Acusado de matar menino em Japoatã é condenado

Gabriel Damásio

 

Em julgamento realizado ontem no Fórum Thieres Gonçalves de Santana, em Cedro de São João (Baixo São Francisco), o Tribunal do Júri da Comarca local condenou o réu Genisson Feitosa Marques, acusado pela morte de Wallace Thiago de Jesus Santos, quatro anos. O menino, que era enteado do réu, desapareceu em 5 de agosto de 2016 e teve seu corpo encontrado quase um mês depois, em estado de decomposição, no povoado Poxim, em Japoatã. Considerado culpado pelos crimes de homicídio duplamente qualificado e ocultação de cadáver, Genisson foi condenado a 26 anos de prisão em regime fechado, sem direito a recorrer em liberdade.

A sessão de julgamento durou pouco mais de seis horas. Por maioria, os jurados acataram a denúncia do Ministério Público, o qual apontou que Wallace foi agredido até a morte pelo padrasto e teve em seguida seu corpo enterrado em uma cova rasa a cerca de 500 metros da casa da família. As investigações apontaram que o crime aconteceu na madrugada do dia 5 de agosto, enquanto o menino dormia. Segundo os exames realizados no cadáver pelo Instituto Médico-Legal (IML), a morte dele foi causada por politraumatismo, causado por agressões físicas, e choque hipovolêmico, provocado por um golpe de arma branca que perfurou o intestino.

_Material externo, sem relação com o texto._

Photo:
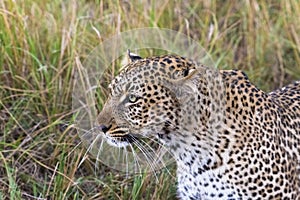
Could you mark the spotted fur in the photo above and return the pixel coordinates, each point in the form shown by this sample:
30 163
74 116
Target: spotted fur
230 139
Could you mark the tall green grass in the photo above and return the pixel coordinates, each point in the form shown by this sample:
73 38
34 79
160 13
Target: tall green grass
41 42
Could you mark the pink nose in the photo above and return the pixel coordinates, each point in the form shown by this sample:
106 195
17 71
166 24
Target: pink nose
103 128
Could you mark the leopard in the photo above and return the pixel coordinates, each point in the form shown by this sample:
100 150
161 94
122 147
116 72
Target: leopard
230 139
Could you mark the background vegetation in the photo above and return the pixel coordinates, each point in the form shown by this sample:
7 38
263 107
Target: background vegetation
41 42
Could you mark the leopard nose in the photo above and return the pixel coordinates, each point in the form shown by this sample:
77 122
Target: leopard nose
104 128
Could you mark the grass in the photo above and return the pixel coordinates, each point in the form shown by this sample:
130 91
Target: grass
41 42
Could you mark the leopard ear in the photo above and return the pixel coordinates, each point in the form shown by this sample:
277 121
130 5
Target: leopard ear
131 57
185 87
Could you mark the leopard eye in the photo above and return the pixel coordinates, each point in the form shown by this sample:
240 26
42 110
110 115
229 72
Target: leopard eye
132 98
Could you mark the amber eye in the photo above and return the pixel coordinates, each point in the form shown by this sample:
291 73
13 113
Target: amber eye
132 98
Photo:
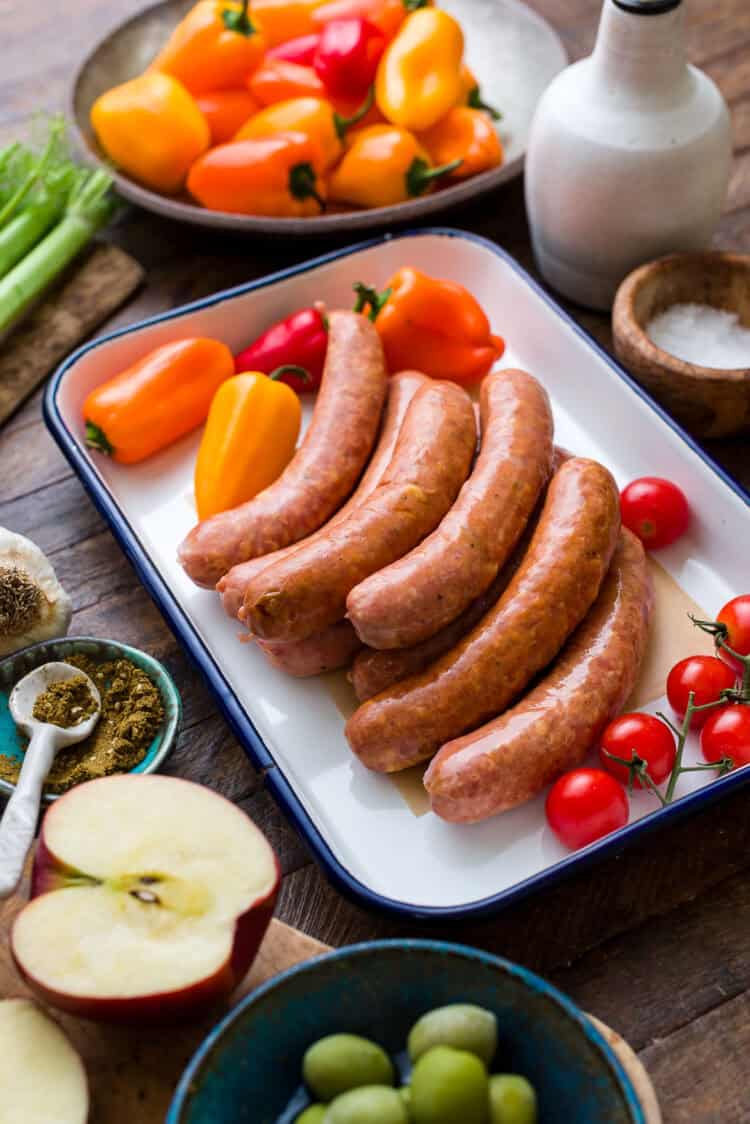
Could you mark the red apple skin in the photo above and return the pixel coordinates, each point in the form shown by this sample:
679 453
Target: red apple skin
190 1003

Estas circunstâncias foram consideradas pelo juiz Glauber Dantas Rebouças, que presidiu o julgamento. “É preciso ressaltar a forma brutal como foi praticado o delito, sendo que o ofendido contava com quatro costelas fraturadas, além da perfuração do seu abdome. Isso demonstra o desprezo do acusado frente ao bem jurídico tutelado pela norma penal, no caso, a vida do ofendido. (…) A forma de consecução do delito, mediante instrumento pérfuro-contundente, e a frieza com que o acusado se portou após o cometimento do crime, negando o fato, e inclusive desviando as investigações para outros locais, revelam uma personalidade fria e dissimulada”, afirma a sentença.

Ainda segundo o magistrado, Genisson assumiu a autoria do crime, após a prisão da sua então companheira, Alessandra de Jesus Santos, que era mãe de Wallace e chegou a ser acusada pelos familiares da vítima de participação do crime, o que não foi comprovado pela polícia. Para Glauber, a confissão do réu “não foi livre e espontânea, além de não ser completa, pois o réu não esclareceu como esfaqueou e quebrou as quatro costelas da vítima”. De acordo com a denúncia do MP, Genisson alegou ter matado o garoto para se vingar do pai biológico e da avó paterna, contra quem teria uma inimizade.

O juiz afirmou também haver “indícios veementes” de que a morte da criança foi planejada, já que a cova rasa onde o corpo foi encontrado tinha sido cavada com antecedência.

“A conduta do acusado merece elevado juízo de censura, em face do desprezo com que atuou frente ao bem jurídico tutelado pela norma penal, no caso, o respeito à dignidade dos mortos, privando o ofendido e sua família de lhe promover o enterro com dignidade, além de permanecerem na angústia de ignorar o paradeiro da criança (…), tratando com desdém o desespero do pai e demais familiares do ofendido, forçando a mobilização de inúmeras instituições (Corpo de Bombeiros, Conselho Tutelar, Polícias Civil e Militar), enquanto ele, de forma cínica, mantinha o silêncio sobre o paradeiro do corpo do ofendido”, criticou Rebouças.

O réu está preso desde o dia 5 de outubro do ano passado e deve cumprir a pena em outro presídio, já que ele ficou detido no Complexo Penitenciário Manoel Carvalho Neto, em São Cristóvão (Grande Aracaju). Ele ainda foi condenado a pagar as custas do processo. Já o Estado de Sergipe foi condenado a pagar R$ 7 mil em honorários ao advogado Guilherme Augusto Melo Batalha de Góis, que atuou como defensor dativo do acusado desde a primeira fase do processo. A sentença do julgamento ainda cabe recurso.